Dragon Oil, the exploration and production arm of Emirates National Oil Company (ENOC), will finalise an acquisition in Egypt in the next three to four months, CEO Ali Al Jarwan said in an interview with Oil & Gas Middle East.
He did not disclose details about the acquisition, noting that it would be announced "soon," but said it would add 70,000 barrels per day (bpd) of production to the company's portfolio, which has mainly been concentration on Turkmenistan and Iraq. The newly acquired asset has potential to produce up to 100,000bpd, Al Jarwan said.
To put this in context, Dragon Oil's main producing fields, Dzheitune and Dzhygalybeg in the Cheleken Peninsula, produced an average of 93,000bpd in 2018--up from 84,000bpd in 2017.
This is part of the company's wider $13bn expansion plan for the next decade--which includes a $500mn budget for acquisitions in 2019. In the next five year, Al Jarwan aims to produce 300,000bpd of oil and oil equivalent. This will require more than just an acquisition.
He noted that production in Al Faihaa field in Basra, Iraq, would increase in the coming year, with increasing investment. In a November 2018 interview with Oil & Gas Middle East, he said that the company plans to increase production in Turkmenistan to 100,000bpd, and boost output in Iraq to 100,000bpd by 2025.
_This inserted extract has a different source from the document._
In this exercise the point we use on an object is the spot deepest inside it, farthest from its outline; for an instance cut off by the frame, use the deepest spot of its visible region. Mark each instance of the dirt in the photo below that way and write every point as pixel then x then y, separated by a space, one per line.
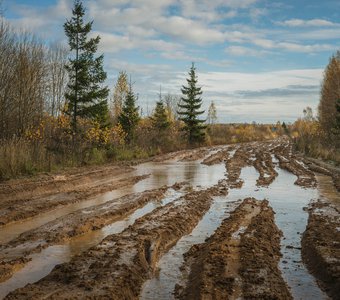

The remaining 300,000bpd will be made up by Dragon Oil's acquisition in Egypt.
However, Al Jarwan is not stopping there. He says the company is looking further for more opportunities--Dragon Oil is looking at options in Oman, Yemen and Sudan, as well.
Ali Al Jarwan, a long-time member of our Power 50 list for his various roles at ADNOC, was ranked this year for his work as CEO of Dragon Oil.